The alt-right isn’t all wrong

The Trump-supporting vigilantes of conservatism dismiss the mainstream as spineless cuckolds

issue 30 July 2016

I got told off this week by a presenter on BBC radio for using a four-letter word live on air. In my defence, I was merely quoting a tweet from a black Hollywood comedy star called Leslie Jones which said: ‘Lord have mercy… white people shit.’ And the only reason I did so was that I thought it important that someone, somewhere, spoke out against the double standards which seem to exist on social media right now: one rule for progressives and accepted victim groups; quite another for everyone else.

A good example is the ban recently imposed by Twitter on my friend and colleague Milo Yiannopoulos. Milo had got into a public spat with Jones when he goaded her over the awfulness of her new movie, an all-female remake of Ghostbusters. Nothing he said matched the borderline racism and incitement to mob bullying in some of Jones’s tweets. Yet guess which party it was that ended up being booted permanently off Twitter…

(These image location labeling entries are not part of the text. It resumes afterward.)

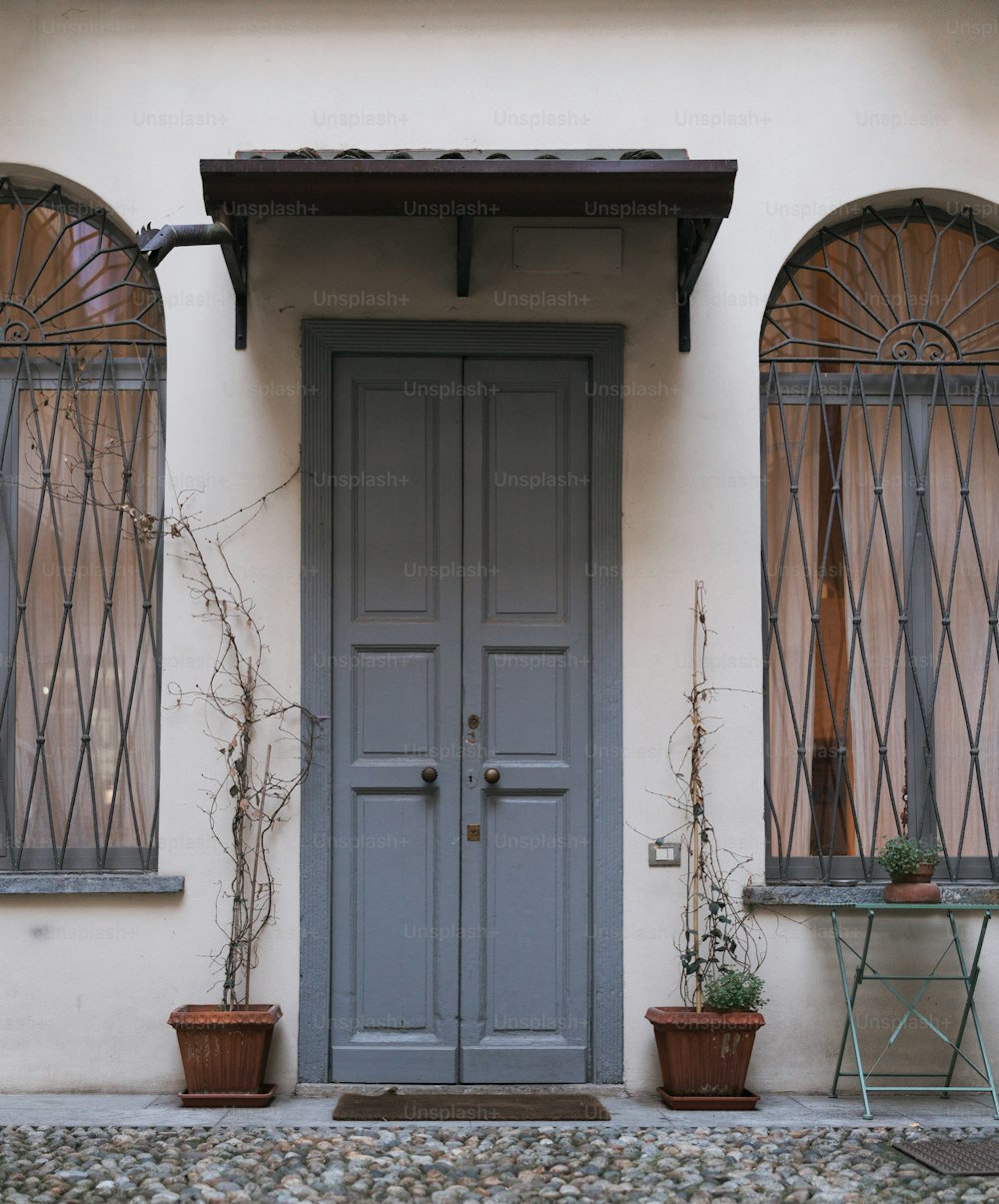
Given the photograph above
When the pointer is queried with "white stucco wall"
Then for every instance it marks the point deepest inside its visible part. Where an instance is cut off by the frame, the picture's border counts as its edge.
(821, 105)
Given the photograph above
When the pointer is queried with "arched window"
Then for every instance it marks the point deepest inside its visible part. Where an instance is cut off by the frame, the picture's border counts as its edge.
(81, 436)
(880, 450)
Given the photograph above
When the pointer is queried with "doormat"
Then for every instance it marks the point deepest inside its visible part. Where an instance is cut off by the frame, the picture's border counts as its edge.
(422, 1105)
(955, 1155)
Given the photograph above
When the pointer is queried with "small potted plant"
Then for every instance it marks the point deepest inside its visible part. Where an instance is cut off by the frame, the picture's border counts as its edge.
(224, 1046)
(910, 864)
(704, 1046)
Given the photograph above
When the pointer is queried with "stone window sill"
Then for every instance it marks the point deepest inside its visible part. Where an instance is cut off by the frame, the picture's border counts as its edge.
(121, 882)
(816, 894)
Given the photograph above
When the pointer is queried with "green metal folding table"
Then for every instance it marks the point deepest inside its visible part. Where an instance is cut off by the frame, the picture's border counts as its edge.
(865, 973)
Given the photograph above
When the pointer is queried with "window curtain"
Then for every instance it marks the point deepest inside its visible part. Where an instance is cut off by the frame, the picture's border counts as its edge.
(876, 690)
(84, 661)
(965, 708)
(792, 452)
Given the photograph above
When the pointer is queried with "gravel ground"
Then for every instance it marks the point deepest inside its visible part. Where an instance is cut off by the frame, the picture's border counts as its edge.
(704, 1166)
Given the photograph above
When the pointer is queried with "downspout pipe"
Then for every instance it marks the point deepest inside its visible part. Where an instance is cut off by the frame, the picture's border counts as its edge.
(157, 245)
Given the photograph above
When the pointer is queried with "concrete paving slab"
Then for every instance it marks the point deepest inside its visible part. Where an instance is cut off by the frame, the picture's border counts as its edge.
(793, 1111)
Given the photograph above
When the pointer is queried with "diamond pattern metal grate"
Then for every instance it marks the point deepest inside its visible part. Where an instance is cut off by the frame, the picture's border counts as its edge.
(880, 457)
(81, 433)
(956, 1155)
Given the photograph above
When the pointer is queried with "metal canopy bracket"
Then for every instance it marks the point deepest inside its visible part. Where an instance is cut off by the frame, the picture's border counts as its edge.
(465, 231)
(231, 236)
(465, 184)
(694, 237)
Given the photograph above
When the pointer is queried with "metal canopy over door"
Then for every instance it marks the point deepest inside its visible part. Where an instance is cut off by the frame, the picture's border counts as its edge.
(462, 805)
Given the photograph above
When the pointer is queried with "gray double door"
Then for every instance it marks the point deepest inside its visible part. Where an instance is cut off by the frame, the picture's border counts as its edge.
(462, 810)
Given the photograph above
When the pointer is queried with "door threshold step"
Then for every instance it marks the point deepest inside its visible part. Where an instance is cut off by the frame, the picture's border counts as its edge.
(329, 1090)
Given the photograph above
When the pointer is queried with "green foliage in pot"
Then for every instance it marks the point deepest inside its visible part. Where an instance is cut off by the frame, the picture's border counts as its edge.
(734, 991)
(902, 856)
(720, 939)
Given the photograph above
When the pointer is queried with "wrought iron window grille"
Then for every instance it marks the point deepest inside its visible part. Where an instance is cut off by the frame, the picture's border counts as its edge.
(82, 351)
(880, 458)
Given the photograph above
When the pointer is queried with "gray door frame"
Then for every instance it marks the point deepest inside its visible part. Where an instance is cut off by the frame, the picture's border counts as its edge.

This is why I took very strong exception to a piece written by Brendan O’Neill on Coffee House condemning Milo and his Twitter followers as ‘alt-right angries, convinced the world is one big lefty, feminist plot to ruin your average white dude’s life’ and ‘as anti-PC, bedroom-bound fans of Trump and strangers to sexual intercourse’. It seems to me that if you’re going to campaign for fairness and free speech — as Brendan frequently and heroically does — then you need correctly to identify the true enemy.

To help you understand what’s going on, I’d like you to cast your minds back to the Eighties and the era of ‘political correctness gone mad’. At the time, we thought it was so loopy it would disappear up its own bottom.